Sunday, June 25, 2023

Coup de théâtre pendant la fête de l'indépendance

 


 Le 5 août 1923, la population de Soueida fête joyeusement l'anniversaire de l'indépendance de l'État Druze; des réceptions officielles sont organisées et le délégué du haut commissaire à Damas vient les présider. Des cheikhs, un grand nombre de chefs des villages, des masses de paysans, accourent vers la capitale, dont la population se trouve doublée ce jour-là. Les officiers français multiplient les amusements et les attractions pour que cette manifestation fasse époque au Jabal et montre au Druzes que la France est bien avec eux. La fête est très réussie et la satisfaction générale, lorsqu'au milieu des réceptions officielles, le délégué du haut commissaire, entouré des officiers français, voit s'avancer vers lui Sulṭān al-ʾAṭraš que l'on croyait en Transjordanie.
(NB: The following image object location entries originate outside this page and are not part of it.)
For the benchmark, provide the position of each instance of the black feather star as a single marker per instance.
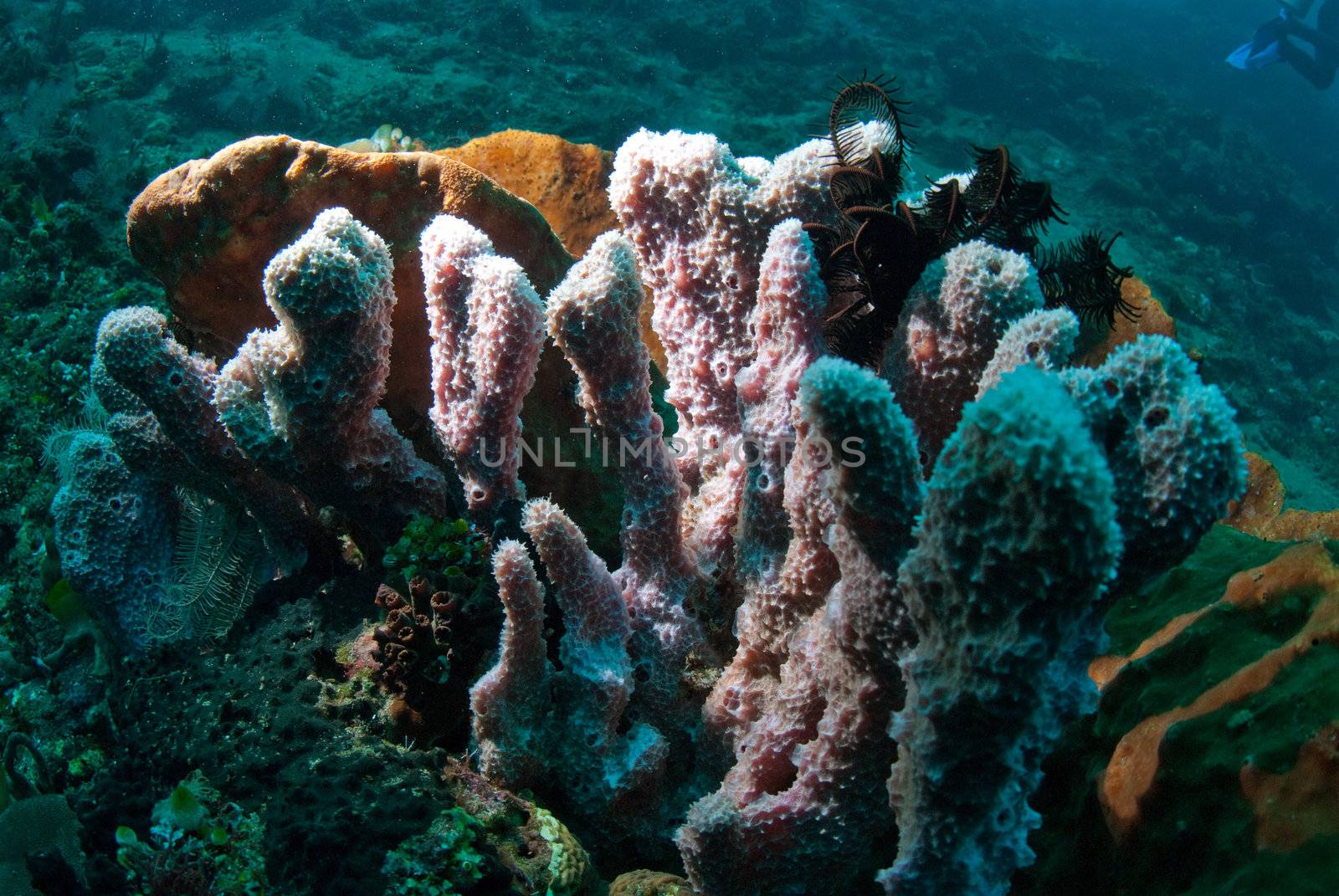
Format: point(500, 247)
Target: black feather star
point(881, 245)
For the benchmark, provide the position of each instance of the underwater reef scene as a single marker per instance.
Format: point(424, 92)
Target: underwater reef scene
point(591, 449)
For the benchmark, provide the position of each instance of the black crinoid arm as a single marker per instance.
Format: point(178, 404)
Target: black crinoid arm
point(881, 244)
point(1082, 276)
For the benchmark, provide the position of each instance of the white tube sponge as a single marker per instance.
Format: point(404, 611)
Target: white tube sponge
point(700, 220)
point(783, 566)
point(1042, 338)
point(486, 325)
point(510, 701)
point(572, 744)
point(1017, 543)
point(805, 801)
point(593, 319)
point(301, 398)
point(137, 350)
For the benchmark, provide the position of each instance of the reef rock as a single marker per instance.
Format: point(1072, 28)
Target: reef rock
point(567, 182)
point(1151, 320)
point(1260, 509)
point(208, 228)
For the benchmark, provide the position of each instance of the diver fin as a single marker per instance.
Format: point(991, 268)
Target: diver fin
point(1263, 50)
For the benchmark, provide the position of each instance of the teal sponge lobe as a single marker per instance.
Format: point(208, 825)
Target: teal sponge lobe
point(1017, 543)
point(874, 446)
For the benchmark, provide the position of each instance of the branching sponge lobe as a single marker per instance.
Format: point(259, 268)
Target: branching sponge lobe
point(1017, 543)
point(486, 325)
point(300, 399)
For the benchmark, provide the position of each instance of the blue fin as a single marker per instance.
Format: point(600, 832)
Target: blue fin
point(1263, 50)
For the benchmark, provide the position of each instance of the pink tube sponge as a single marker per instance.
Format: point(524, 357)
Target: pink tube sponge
point(486, 325)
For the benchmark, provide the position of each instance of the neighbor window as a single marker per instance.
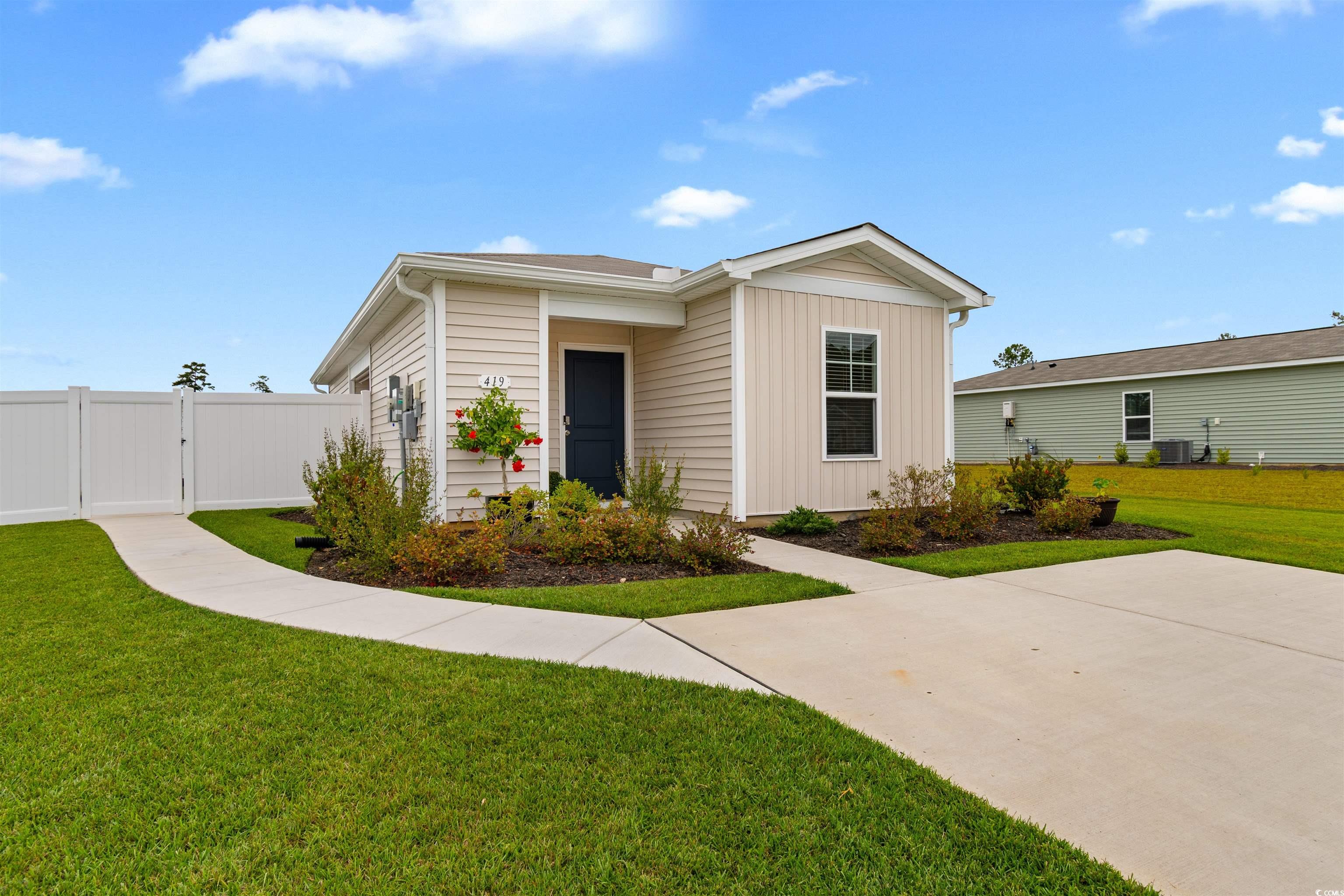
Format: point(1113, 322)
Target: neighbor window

Le personnage a pu arriver jusqu'à la capitale sans que notre service de renseignements en ait rien su - complicité tacite des populations contre laquelle nous resterons toujours désarmés. 


Sulṭān salue notre représentant et lui demande l'ʾamān (la sécurité de sa personne) pour l'affaire d'ʾAṣlaḥa الأصلحة qui a coûté la vie au lieutenant Bouxin. 

Le délégué français accorde le pardon sollicité; nous ne la blâmons pas; en politique coloniale, il faut parfois mettre une sourdine à l'amour-propre quand de plus hauts problèmes sont en jeu et, aujourd'hui, c'est précisément le cas pour le Jabal. Toutefois, dans l'esprit de beaucoup, cette mesure de clémence ne servira de rien; elle va, au contraire, augmenter le prestige de Sulṭān et permettre à ce féodal criminel, vendu aux étrangers, de donner libre cours à sa propagande anti-française au milieux des Druzes.










Édouard Andréa. La Révolte druze et l'insurrection de Damas, 1925-1926. Payot, Paris 106 Boulevard St. Germain, 1937.